If you're lucky enough to have single bitmap PICT files, there are old
freeware utilities to strip them down to JFIF. Search for keywords like
"PICT", "JPEG", "JFIF", "strip", and "QuickTime PICT".
If your PICTs are made of tiled bitmaps, you'll have to render and
recompress.
Miscellaneous
From: mike@BOUNCEzacglen.com.au (Mike Dee)Newsgroups: comp.sys.mac.apps
Subject: Re: Clarisworks v. Appleworks 5.0
Message-id: <mike-0607011311500001@mac.zacglen.com.au>
Date: Fri, 06 Jul 2001 03:11:50 GMT
> >> Is CW 5 the same program as AW 5?
> >>
> >> If not, what are the differences?
In version 5 basically they are the same program. The changes are cosmetic (icons, name etc). The only real difference is that some "AppleWorks" specific files are created in the "Application Support Folder" of the System Folder and in the "Claris" Folder of the "System Folder", which also still exists for AW 5.

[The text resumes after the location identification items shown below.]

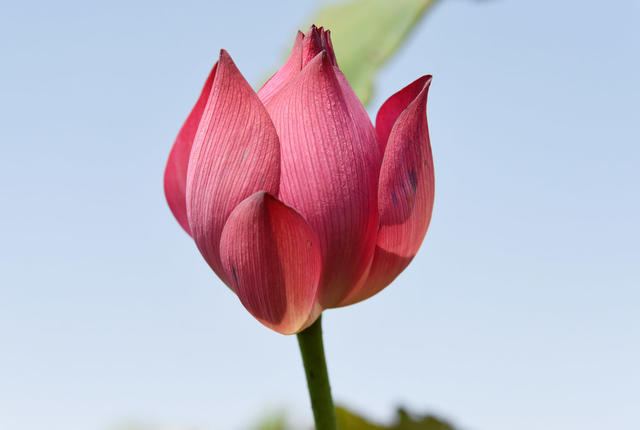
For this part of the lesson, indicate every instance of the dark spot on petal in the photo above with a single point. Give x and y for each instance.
(413, 179)
(235, 274)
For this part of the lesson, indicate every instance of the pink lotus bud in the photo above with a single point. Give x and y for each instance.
(292, 196)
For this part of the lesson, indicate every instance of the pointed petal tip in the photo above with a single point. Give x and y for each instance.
(392, 108)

AW 5 will open CW 5 documents without conversion and vice versa.
IMO AW5 runs slightly faster than CW 5.
The name change was brought about when Claris Corp got "Steved" a couple of years back.
It gets a bit confusing sometimes for *this* old timer who can remember back to when Macintosh was but a glimmer in Steve's eye. Apple computer had an AppleWorks way back then for the Apple II's. It last existed on the Apple IIGS when Claris Corp took it over and introduced "AppleWorks IIGS" and yes it had a word processor, a spreadsheet, a database and drawing modules. And booted up with a gorgeous Claris Splash-screen in glorious 4 bit color. Ah "those were the days".
--
Mike Dawe
--
Anti-SPAM in email address. Remove BOUNCE from address if replying by email.